1990’da modeller kraliçesi seçilen Esin Moralıoğlu, bu yıl içerisinde modellik yaptıktan sonra, 1990 yılında başrolünü Kadir İnanır’ın oynadığı ‘Tatar Ramazan’ sinemasıyla şöhretini pekiştirmişti. 51 yaşındaki Moralıoğlu, Instagram hesabından sinemaya dahil olma süreciyle ilgili paylaşımda bulundu.
“KALBİM ‘BUNU GERÇEKLEŞTİR’ DEDİ”
Sinemadaki bir imgesini paylaşan Moraloğlu, “Eğer kalbin güç görünene ‘vazgeçme, denemeye değer’ diyorsa onu gerçekleştir. Tatar Ramazan proje olarak modellik yaptığım ve çok ağır olduğum bir periyotta teklif edilmişti. Kalbim ‘bunu gerçekleştir’ dedi ve meşakkatli bir süreçten sonra hayata geçirdik. Bu kadar sevileceğini daha sineması çekerken biliyordum ve buna müteşekkirim.” dedi.
“KİLO İLE MÜCEVHER ALIYORUM”
Esin Moralıoğlu, konuk olduğu bir magazin programında şu açıklamaları yapmıştı:
“Şu an emlak alıp satıyorum. Arsa alıp dükkana çeviriyorum. Bir ayağım Amerika’da. Birçok model arkadaşımın elinden parasını alıp, ‘önce meskenin olsun’ diyerek konut sahibi yapmışımdır. İstanbul’un artık taşı toprağı altın. 7 zirve oldu 70 zirve. İstanbul’da Kurtköy’den Büyükçekmece’ye nereye yatırım yaparsanız yapın kazanırsınız.”

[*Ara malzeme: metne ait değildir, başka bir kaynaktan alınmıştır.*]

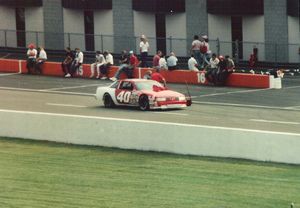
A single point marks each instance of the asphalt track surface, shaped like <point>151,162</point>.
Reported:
<point>275,110</point>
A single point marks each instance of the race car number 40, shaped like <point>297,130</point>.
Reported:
<point>124,97</point>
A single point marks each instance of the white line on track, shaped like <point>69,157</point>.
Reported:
<point>148,122</point>
<point>242,91</point>
<point>178,114</point>
<point>66,105</point>
<point>278,122</point>
<point>293,107</point>
<point>8,74</point>
<point>245,105</point>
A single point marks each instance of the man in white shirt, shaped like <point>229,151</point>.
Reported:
<point>100,61</point>
<point>77,63</point>
<point>172,61</point>
<point>109,61</point>
<point>163,63</point>
<point>144,48</point>
<point>213,62</point>
<point>40,60</point>
<point>31,58</point>
<point>192,63</point>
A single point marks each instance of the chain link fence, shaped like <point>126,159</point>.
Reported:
<point>240,51</point>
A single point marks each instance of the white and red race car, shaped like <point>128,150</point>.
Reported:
<point>142,93</point>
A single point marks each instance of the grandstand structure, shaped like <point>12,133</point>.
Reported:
<point>234,27</point>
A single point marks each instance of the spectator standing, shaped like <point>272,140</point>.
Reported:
<point>66,64</point>
<point>99,62</point>
<point>31,58</point>
<point>195,50</point>
<point>172,61</point>
<point>155,75</point>
<point>133,63</point>
<point>163,63</point>
<point>40,60</point>
<point>204,51</point>
<point>158,77</point>
<point>213,62</point>
<point>155,62</point>
<point>226,67</point>
<point>144,48</point>
<point>124,64</point>
<point>192,63</point>
<point>212,69</point>
<point>229,64</point>
<point>77,63</point>
<point>109,61</point>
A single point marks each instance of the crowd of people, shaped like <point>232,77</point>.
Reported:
<point>217,68</point>
<point>35,59</point>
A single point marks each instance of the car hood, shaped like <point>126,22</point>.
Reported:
<point>163,93</point>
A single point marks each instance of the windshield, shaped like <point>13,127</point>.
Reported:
<point>148,85</point>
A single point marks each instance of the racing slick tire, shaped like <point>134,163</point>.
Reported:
<point>144,103</point>
<point>108,102</point>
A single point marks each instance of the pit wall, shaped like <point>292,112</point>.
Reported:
<point>177,76</point>
<point>176,138</point>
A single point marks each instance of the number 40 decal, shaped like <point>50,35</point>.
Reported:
<point>124,96</point>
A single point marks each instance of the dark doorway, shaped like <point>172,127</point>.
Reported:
<point>89,30</point>
<point>20,27</point>
<point>160,22</point>
<point>237,35</point>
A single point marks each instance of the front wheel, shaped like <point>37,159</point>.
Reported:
<point>144,102</point>
<point>108,102</point>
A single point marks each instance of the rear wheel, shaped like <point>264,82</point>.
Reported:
<point>144,102</point>
<point>108,102</point>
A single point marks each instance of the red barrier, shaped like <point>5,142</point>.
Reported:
<point>9,66</point>
<point>177,76</point>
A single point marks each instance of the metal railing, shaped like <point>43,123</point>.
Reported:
<point>240,51</point>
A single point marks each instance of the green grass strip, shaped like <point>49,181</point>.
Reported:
<point>42,174</point>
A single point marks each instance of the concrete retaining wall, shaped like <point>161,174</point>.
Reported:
<point>156,136</point>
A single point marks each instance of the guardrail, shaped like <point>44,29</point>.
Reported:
<point>176,76</point>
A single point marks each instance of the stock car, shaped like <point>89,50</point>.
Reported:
<point>142,93</point>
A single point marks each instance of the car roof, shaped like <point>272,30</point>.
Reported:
<point>137,80</point>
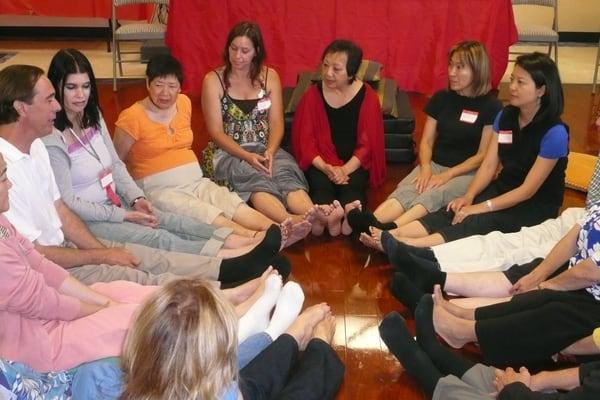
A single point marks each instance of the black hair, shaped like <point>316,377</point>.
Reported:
<point>164,65</point>
<point>252,31</point>
<point>544,72</point>
<point>353,52</point>
<point>64,63</point>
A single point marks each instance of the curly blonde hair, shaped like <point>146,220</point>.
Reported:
<point>182,345</point>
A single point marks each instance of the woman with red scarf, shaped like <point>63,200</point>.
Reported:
<point>337,135</point>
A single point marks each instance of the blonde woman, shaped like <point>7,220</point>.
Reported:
<point>456,135</point>
<point>192,330</point>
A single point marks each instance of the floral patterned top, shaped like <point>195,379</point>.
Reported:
<point>588,243</point>
<point>24,383</point>
<point>246,127</point>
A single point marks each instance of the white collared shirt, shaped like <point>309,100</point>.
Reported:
<point>33,193</point>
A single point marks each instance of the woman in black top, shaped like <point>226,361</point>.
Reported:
<point>457,132</point>
<point>530,144</point>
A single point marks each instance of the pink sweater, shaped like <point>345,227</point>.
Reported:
<point>38,325</point>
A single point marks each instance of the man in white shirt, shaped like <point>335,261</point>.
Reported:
<point>27,111</point>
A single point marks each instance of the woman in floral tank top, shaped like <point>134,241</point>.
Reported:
<point>242,106</point>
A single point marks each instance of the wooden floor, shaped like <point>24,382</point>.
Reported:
<point>354,280</point>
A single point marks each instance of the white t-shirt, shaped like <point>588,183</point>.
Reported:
<point>33,193</point>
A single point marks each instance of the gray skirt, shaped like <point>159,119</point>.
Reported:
<point>245,179</point>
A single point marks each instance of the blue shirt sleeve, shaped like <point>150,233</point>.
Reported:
<point>555,143</point>
<point>496,125</point>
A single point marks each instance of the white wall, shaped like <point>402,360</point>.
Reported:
<point>573,15</point>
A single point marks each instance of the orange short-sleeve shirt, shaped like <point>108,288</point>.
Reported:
<point>155,149</point>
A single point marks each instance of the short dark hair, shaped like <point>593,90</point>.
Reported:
<point>64,63</point>
<point>353,52</point>
<point>164,65</point>
<point>251,30</point>
<point>17,82</point>
<point>544,72</point>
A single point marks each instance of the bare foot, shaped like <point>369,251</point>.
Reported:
<point>346,228</point>
<point>454,309</point>
<point>302,328</point>
<point>325,329</point>
<point>298,232</point>
<point>317,216</point>
<point>373,240</point>
<point>235,241</point>
<point>286,229</point>
<point>451,328</point>
<point>334,220</point>
<point>259,288</point>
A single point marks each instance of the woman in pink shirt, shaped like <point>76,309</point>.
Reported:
<point>50,320</point>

“Yüzüme botoks yaptırıyorum. Zira çok enerjik ve mimikleriyle yaşayan bir bayanım. Ekranı özlemiyorum. Benim içimde bir artist yok. Birçok insan yanıldı. Beni sinemalarda oynattılar fakat sanatçılık diğer türlü bir şey. Onu giyinirsin. Ben iyi bir tüccarım.”
“Bir gün ‘Ben modelliği bırakacağım’ dedim. Bir gecede jübile bile yapmadan bıraktım. 2 yıl Hawaii’de yaşadım. Eşimle tanıştım. Bir parmak şıklatması ‘Ben evleneceğim’ dedim. 30. gün evlendik. 4 yıl sonra boşandık. 13 yıl birebir çatı altında yaşadık. Artık büsbütün bitti. Oyun arkadaşınla beslenebildiğin yere kadar gidiyorsun. Tıkandığın yerde onu idame ettirmek gereksiz.”
“Para göreli bir kavram. Bill Gates’e nazaran çok yoksul olabilirim, Fatma Hanım’a nazaran çok varlıklı olabilirim. Akşam yediğimiz bir tabak yemek. Para kazanmak kolay bir iş’ demiyorum. ‘Üreten insan kimseye muhtaç olmadan yaşar’ diyorum. Özel uçakla gitmeyebilirsin, business ile uçmayabilirsin. İktisat uç! Hepimiz birebir türbülansa girmeyecek miyiz?”
“Eşimden evlilik kontratı istedim, kendi isteğimle imzaladım. Boşanırken de gerimi dönüp gittim. Bir aslan bayanı olarak mücevher almayı seviyorum. Kiloyla mücevher alırım. Bu hususla eğleniyorum.”
“Şöyle bir şey hayal ettim’ derim, arkadaşım çizer. Kapalıçarşı’da esnaflar var. Onlara yaptırırım. Bazen kendim kullanırım, bazen gönderirim. Fakat aldığım her şeyi kendim alırım. Barışma armağanı falan değil, beni mücevherle kandırabilirler mi?”